Proud to be an American again today. A federal judge has ruled that the state's ban on same-sex marriage violated the 14th Amendment's rights to equal protection and due process of law. The decision was apparently very impressively put together; and is very likely to be appealed up to, and decided in, the Supreme Court.
Here are a couple of brief, punchy quotes from the ruling.
Moral disapproval alone, is an improper basis on which to deny rights to gay men and women.
Proposition 8 fails to advance any rational basis in singling out gay men and lesbians for denial of a marriage license. Indeed, the evidence shows Proposition 8 does nothing more than enshrine in the California Constitution the notion that opposite-sex couples are superior to same-sex couples. Because California has no interest in discriminating against gay men and lesbians, and because Proposition 8 prevents California from fulfilling its constitutional obligation to provide marriages on an equal basis, the court concludes that Proposition 8 is unconstitutional.
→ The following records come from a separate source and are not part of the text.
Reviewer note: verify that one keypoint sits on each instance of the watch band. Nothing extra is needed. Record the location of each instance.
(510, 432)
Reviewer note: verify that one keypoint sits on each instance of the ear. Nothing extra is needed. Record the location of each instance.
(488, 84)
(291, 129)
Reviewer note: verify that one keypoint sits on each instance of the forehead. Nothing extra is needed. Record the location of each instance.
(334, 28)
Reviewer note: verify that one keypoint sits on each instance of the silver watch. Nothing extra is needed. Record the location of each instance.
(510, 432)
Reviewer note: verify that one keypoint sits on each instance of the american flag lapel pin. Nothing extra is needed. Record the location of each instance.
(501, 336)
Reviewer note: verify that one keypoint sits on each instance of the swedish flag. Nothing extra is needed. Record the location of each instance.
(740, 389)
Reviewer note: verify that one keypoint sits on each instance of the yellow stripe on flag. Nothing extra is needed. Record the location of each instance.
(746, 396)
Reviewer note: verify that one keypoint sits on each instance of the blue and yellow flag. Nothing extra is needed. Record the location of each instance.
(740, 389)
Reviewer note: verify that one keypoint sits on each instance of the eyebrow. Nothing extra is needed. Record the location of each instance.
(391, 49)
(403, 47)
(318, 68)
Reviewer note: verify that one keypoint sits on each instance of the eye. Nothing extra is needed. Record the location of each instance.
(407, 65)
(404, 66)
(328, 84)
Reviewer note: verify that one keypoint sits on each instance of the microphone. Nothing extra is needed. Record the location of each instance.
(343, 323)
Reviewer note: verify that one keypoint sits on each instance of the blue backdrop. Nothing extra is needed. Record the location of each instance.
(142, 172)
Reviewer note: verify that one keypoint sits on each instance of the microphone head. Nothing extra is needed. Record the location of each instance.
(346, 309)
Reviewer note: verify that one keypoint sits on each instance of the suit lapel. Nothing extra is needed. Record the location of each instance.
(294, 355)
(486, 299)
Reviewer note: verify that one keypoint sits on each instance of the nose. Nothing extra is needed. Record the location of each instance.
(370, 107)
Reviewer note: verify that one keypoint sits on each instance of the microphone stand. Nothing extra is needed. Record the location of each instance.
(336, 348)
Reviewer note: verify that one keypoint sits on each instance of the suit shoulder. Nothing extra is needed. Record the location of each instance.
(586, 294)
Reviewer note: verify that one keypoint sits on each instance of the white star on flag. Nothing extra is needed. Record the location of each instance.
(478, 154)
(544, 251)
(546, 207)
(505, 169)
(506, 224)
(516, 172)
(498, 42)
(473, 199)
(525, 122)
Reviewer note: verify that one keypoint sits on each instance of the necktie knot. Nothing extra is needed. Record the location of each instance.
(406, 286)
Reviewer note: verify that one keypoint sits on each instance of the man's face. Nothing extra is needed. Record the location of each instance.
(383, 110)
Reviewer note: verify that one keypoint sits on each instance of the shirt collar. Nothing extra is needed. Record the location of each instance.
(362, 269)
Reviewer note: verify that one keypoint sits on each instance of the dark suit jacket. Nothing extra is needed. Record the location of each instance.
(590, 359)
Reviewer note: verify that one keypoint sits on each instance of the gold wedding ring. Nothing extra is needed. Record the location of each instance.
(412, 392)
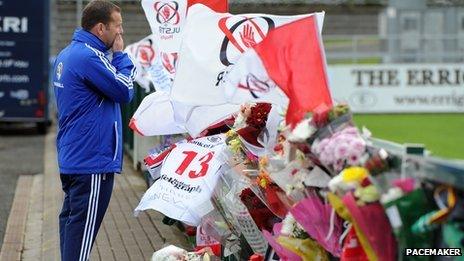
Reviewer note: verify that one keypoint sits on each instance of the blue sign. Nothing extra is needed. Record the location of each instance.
(24, 51)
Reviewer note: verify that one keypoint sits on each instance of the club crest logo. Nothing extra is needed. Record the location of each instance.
(59, 71)
(242, 34)
(255, 86)
(169, 61)
(214, 139)
(167, 12)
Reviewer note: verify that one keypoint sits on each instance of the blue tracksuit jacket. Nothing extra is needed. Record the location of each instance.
(88, 89)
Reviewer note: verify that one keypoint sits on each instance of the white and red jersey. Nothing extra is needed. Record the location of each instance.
(187, 179)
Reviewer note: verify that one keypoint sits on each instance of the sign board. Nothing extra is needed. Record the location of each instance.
(397, 88)
(23, 59)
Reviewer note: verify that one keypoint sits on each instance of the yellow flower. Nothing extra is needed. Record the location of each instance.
(354, 174)
(235, 145)
(367, 194)
(230, 134)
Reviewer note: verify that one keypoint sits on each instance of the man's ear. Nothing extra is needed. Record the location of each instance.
(100, 28)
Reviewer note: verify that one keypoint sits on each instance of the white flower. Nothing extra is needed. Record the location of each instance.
(287, 225)
(239, 121)
(302, 131)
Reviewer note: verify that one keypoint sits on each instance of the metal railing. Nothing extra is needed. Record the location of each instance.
(375, 49)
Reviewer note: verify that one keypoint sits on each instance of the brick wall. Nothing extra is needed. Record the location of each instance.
(64, 22)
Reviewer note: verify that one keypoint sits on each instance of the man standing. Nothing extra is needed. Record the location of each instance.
(89, 87)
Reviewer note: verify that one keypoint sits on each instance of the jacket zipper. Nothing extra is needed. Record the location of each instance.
(117, 140)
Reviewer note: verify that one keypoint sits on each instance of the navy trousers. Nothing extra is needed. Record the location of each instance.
(85, 202)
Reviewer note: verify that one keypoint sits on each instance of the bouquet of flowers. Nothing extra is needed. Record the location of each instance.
(173, 253)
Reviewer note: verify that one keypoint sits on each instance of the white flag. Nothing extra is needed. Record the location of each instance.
(156, 69)
(166, 19)
(212, 42)
(156, 116)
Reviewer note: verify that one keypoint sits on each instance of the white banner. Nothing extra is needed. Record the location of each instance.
(188, 176)
(155, 69)
(399, 87)
(212, 42)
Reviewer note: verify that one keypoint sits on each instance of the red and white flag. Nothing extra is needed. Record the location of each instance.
(220, 6)
(211, 43)
(155, 116)
(166, 19)
(290, 57)
(155, 69)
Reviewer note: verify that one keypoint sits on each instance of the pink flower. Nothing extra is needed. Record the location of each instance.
(320, 146)
(338, 165)
(341, 151)
(251, 156)
(353, 159)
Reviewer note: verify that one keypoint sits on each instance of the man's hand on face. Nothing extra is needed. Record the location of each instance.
(118, 44)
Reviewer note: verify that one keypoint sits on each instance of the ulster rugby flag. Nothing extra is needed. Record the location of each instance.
(291, 57)
(220, 6)
(212, 42)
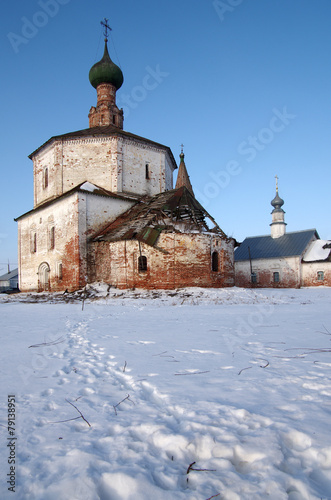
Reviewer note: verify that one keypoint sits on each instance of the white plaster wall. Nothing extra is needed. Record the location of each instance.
(116, 164)
(310, 270)
(63, 215)
(135, 157)
(101, 210)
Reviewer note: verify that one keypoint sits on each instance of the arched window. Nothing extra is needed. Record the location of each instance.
(45, 178)
(320, 275)
(43, 277)
(33, 242)
(214, 261)
(52, 238)
(142, 263)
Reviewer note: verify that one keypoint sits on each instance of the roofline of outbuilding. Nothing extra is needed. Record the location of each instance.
(101, 192)
(101, 132)
(288, 232)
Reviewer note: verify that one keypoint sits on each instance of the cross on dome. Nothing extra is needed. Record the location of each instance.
(106, 26)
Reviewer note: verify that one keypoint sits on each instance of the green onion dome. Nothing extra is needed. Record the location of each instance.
(105, 71)
(277, 202)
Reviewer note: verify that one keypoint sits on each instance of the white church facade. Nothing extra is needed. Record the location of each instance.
(105, 210)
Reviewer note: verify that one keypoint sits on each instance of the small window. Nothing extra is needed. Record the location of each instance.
(33, 242)
(45, 178)
(142, 263)
(52, 238)
(214, 262)
(59, 271)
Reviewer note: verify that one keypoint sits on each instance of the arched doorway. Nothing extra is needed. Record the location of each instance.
(43, 277)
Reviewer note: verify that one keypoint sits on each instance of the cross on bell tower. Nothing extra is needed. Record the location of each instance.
(106, 77)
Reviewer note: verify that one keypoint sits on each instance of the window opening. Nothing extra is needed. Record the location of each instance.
(253, 278)
(33, 242)
(320, 275)
(214, 261)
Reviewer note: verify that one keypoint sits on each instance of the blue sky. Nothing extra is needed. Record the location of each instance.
(243, 84)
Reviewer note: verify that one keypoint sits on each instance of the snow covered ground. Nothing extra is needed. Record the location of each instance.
(190, 394)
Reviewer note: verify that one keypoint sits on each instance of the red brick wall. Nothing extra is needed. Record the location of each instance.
(288, 268)
(185, 261)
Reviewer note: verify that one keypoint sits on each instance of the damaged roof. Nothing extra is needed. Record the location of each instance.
(109, 131)
(151, 215)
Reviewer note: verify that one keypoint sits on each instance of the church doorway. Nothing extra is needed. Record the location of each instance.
(43, 277)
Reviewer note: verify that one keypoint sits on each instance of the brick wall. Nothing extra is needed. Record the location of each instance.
(181, 260)
(310, 272)
(289, 270)
(117, 164)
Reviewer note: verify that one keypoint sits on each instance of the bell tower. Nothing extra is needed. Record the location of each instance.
(278, 225)
(106, 77)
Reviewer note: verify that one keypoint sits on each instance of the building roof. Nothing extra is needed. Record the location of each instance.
(319, 251)
(163, 212)
(85, 187)
(110, 131)
(183, 178)
(8, 276)
(265, 247)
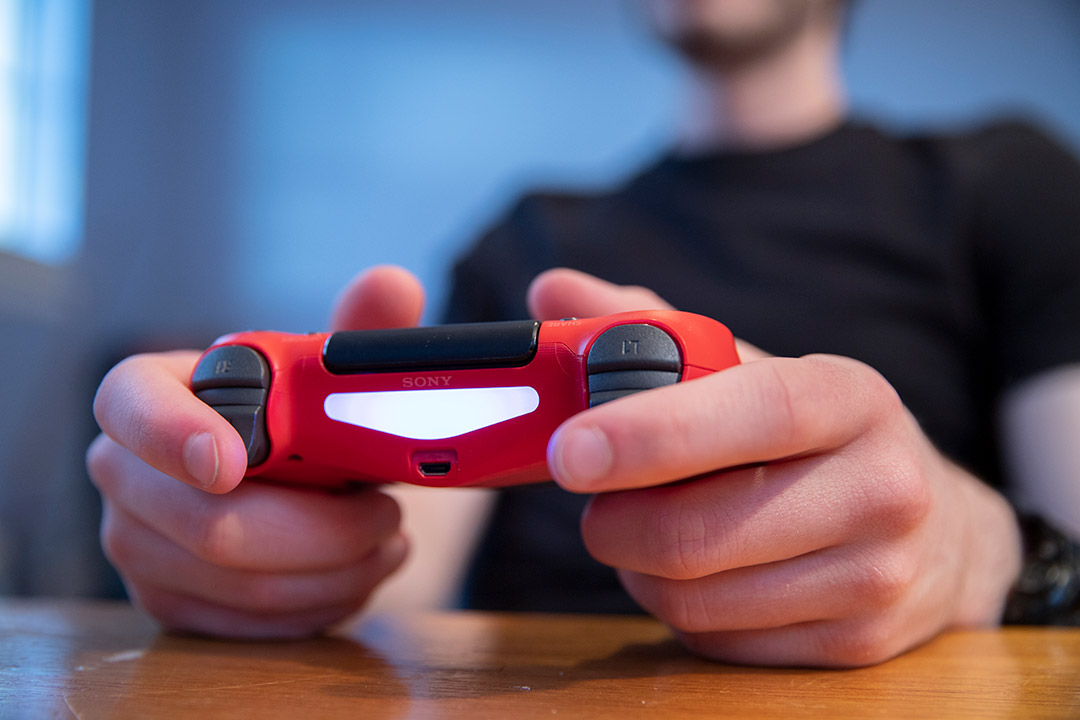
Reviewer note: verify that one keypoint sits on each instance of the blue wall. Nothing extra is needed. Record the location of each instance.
(245, 159)
(308, 140)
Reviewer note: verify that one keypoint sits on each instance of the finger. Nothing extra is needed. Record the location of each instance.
(144, 404)
(258, 527)
(564, 293)
(149, 558)
(750, 413)
(841, 643)
(184, 613)
(381, 297)
(809, 588)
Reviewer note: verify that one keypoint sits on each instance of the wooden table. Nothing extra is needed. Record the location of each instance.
(106, 661)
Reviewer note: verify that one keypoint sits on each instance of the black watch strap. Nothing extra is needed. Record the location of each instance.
(1048, 589)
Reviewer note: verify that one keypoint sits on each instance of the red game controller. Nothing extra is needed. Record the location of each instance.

Here are a couple of good articles for further reading.

Judge Walker's decision to overturn Prop 8 is factual, well-reasoned, and powerful
Among his most notable determinations of fact, Walker finds: states have long discriminated in matters of who can marry; marital status affects immigration, citizenship, tax policy, property and inheritance rules, and benefits programs; that individuals do not choose their own sexual orientation; California law encourages gay couples to become parents; domestic partnership is a second-class legal status; permitting same-sex couples to marry does not affect the number of opposite-sex couples who marry, divorce, cohabit, or otherwise screw around. He found that it benefits the children of gay parents to have them be married and that the gender of a child's parent is not a factor in a child's adjustment.

The decision, though an instant landmark in American legal history, is more than that. It also is a stirring and eloquently reasoned denunciation of all forms of irrational discrimination.
California's Proposition 8, which passed in 2008 with 52 percent of the vote, discriminated against [gays] by prohibiting same-sex marriage and relegating them to domestic partnerships. The judge easily dismissed the idea that discrimination is permissible if a majority of voters approve it; the referendum's outcome was "irrelevant," he said, quoting a 1943 case, because "fundamental rights may not be submitted to a vote."

What this comes down to is whether gay people are inferior to straight people, and whether their citizenship is thereby to be deemed inferior as well. The entire weight of the American tradition stands athwart the imposition of a second-class group of people and declares: No!